“How To Finally Write That Book & Make it a Bestseller w/ Keith Ferrazzi” — Peter H. Diamandis Moonshots EP #59
Episode summary
Diamandis and Keith Ferrazzi (author of “Never Eat Alone,” “Who’s Got Your Back,” “Leading Without Authority”) deliver a practitioner-level masterclass on writing and launching a bestselling book. Ferrazzi reframes book-writing as a branding exercise first — “a footprint in the sand around who you are” — arguing everyone should write their book even if they never publish it. The most actionable content covers the mechanics of hitting the NYT bestseller list: you need 10-20K sales in the first week, concentrated through specific retailers that report to BookScan, with bulk pre-orders distributed individually (Amazon counts 5 books from one buyer as 1 transaction). Ferrazzi reveals that the NYT list is editorial, not algorithmic — you can hit the numbers and still be excluded, and books with suspicious bulk purchases get a “double dagger” mark. Both share concrete launch strategies: Diamandis created a “Vanguard program” of 200 community members each selling 100 copies for Bold; Ferrazzi raised $2M with University of Phoenix to support his book launch.
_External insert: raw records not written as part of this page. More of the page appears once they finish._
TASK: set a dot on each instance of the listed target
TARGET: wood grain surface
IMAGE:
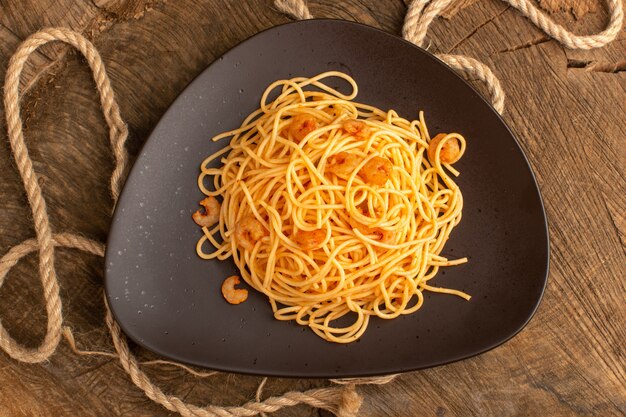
(568, 109)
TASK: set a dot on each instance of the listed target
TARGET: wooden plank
(566, 107)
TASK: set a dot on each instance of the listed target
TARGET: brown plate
(168, 300)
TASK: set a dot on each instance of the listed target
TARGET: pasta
(337, 211)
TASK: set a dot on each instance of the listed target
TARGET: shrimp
(301, 125)
(308, 240)
(211, 213)
(343, 164)
(376, 171)
(231, 294)
(355, 127)
(450, 150)
(248, 231)
(383, 236)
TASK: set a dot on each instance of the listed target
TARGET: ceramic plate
(168, 300)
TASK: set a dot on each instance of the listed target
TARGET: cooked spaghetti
(337, 211)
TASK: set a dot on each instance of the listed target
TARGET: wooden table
(568, 108)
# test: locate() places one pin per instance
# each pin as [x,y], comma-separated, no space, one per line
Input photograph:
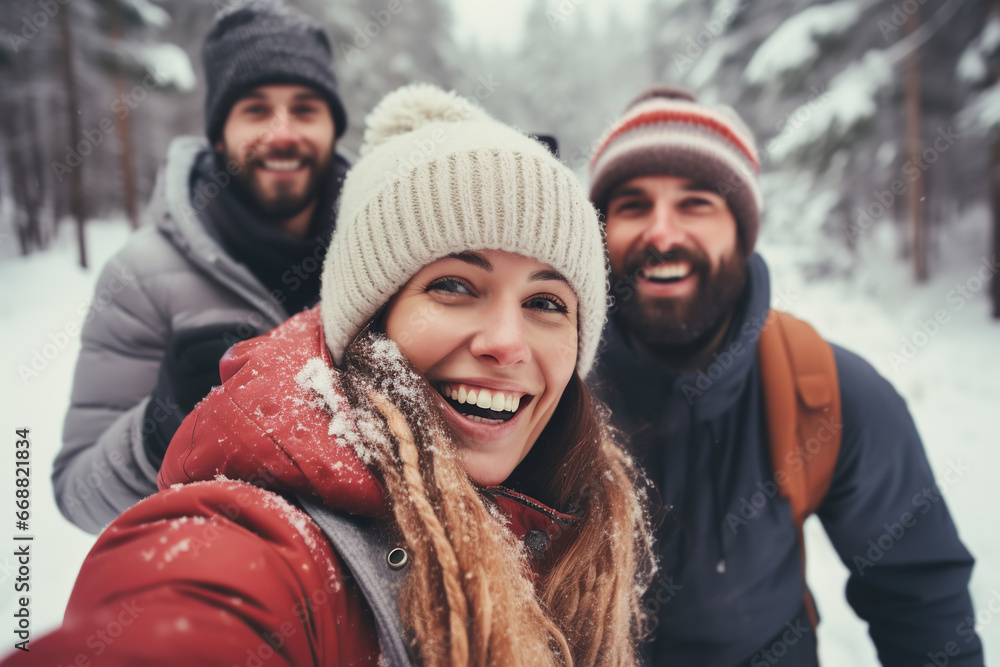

On the future of books, they discuss training GPT-4 on book content (done with EXO 2.0), releasing chapters as blogs for feedback (Andy Weir’s “The Martian” approach), and multimedia book-making.
Key arguments / segments
- [00:01:00] Writing a book as brand positioning; forcing mechanism for defining your MTP
- [00:08:00] AI and book writing: ChatGPT can write a mediocre book; differentiation requires personal stories and original thinking
- [00:15:00] Finding a co-writer: look for someone who’s already written in your genre; expect to pay $50-150K for a quality ghostwriter
- [00:25:00] Title and cover importance: “Never Eat Alone” was an accidental ugly orange design that became iconic
- [00:33:00] Building a media company around your book for long-term impact vs. just inspiring employees
- [01:01:00] NYT bestseller list mechanics: 10-20K first-week sales, editorial (not objective), double dagger for suspicious bulk purchases
- [01:05:00] Diamandis’s “Vanguard” launch strategy: 200 community members each selling 100 copies of Bold
- [01:17:00] Future of books: GPT-4 trained on book content for interactive Q&A; releasing chapters as blogs; multimedia book-making
- [01:19:00] Audiobook production: reading your own book vs. coaching a professional reader; David Sinclair’s inter-chapter conversation model
Notable claims
- NYT bestseller list is editorial, not algorithmic — you can hit sales numbers and still be excluded
- Amazon counts multiple books from one buyer as a single transaction
- Less than 10% of books that are bought are actually read
- Ferrazzi raised $2M from University of Phoenix to support a single book launch
- Andy Weir released “The Martian” as free chapters online for feedback before publication
Bias / sponsor flags
- Both authors are promoting their own books and book-writing methodology
- Ferrazzi is promoting his consulting firm (Ferrazzi Greenlight) and upcoming book on high-performing teams
- The episode normalizes expensive launch tactics ($2M partnerships, 200-person sales armies) that are inaccessible to most first-time authors
- No discussion of self-publishing economics or alternative paths to traditional publishing
Relevance to Ray Data Co
Medium. The book-as-brand-positioning framework and the community-driven launch strategy are directly applicable if/when the founder publishes. The NYT list mechanics (editorial gatekeeping, double dagger, BookScan reporting) are useful insider knowledge. The “train GPT on your book” concept (done with EXO 2.0) is a practical AI application worth noting.